When Penny swung her door open, she noticed the following: Her room smelled of Febreze with a top note of musty carpet. It was discouragingly small to be shared with another person. Plus, it was already inhabited by a dark-haired girl sitting on the bed by the window. A girl who was not her roommate. Penny and Jude Lange had Skyped twice over the summer, and this chick with indoor sunglasses and a wide-brim Coachella hat was not her. The girl neglected to glance up from her phone.
“Hello?” Penny began lugging her stuff in.
The girl silently continued typing.
Penny cleared her throat.
Finally, the girl removed her oversized bedazzled sunglasses to get a glimpse of Penny.
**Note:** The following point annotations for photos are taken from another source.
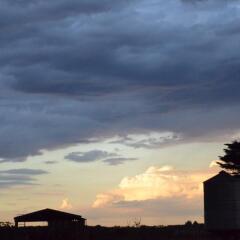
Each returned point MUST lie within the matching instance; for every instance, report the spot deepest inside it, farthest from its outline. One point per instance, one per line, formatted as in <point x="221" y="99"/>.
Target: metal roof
<point x="47" y="215"/>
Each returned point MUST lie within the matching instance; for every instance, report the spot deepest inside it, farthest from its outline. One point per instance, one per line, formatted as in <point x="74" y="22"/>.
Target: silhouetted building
<point x="222" y="202"/>
<point x="54" y="218"/>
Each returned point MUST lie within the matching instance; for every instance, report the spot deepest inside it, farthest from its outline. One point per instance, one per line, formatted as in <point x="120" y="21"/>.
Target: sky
<point x="116" y="110"/>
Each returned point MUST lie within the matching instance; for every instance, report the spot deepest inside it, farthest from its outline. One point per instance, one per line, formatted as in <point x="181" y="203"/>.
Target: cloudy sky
<point x="116" y="110"/>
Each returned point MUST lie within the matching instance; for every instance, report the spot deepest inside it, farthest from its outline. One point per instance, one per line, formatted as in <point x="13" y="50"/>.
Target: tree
<point x="231" y="160"/>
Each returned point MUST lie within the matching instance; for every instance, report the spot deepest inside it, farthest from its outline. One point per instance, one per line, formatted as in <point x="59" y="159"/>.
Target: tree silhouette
<point x="231" y="160"/>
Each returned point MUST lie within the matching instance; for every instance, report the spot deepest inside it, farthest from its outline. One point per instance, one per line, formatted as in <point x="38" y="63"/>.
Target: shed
<point x="54" y="218"/>
<point x="222" y="202"/>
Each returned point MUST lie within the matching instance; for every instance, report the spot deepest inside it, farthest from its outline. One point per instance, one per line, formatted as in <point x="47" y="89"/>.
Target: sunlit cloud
<point x="156" y="183"/>
<point x="149" y="140"/>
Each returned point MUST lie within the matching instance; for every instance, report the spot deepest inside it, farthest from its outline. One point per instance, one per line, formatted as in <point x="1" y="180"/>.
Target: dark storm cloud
<point x="89" y="156"/>
<point x="19" y="177"/>
<point x="24" y="171"/>
<point x="118" y="161"/>
<point x="81" y="71"/>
She had famous-people eyebrows and wore a tan suede vest with foot-long tassels.
“Where’s Jude?” the girl asked in a manner that suggested Penny worked there.
“Uh, I don’t know.”
The girl rolled her eyes and returned to her phone.
Penny glared and once again wished her hostility could incinerate people.
Possible responses to a possible home invader who was possibly a maniac and possibly has a switchblade under her hat:
1. Fight her.
2. Start screaming and pull your own hair to signal that you’re even crazier and not to be trifled with.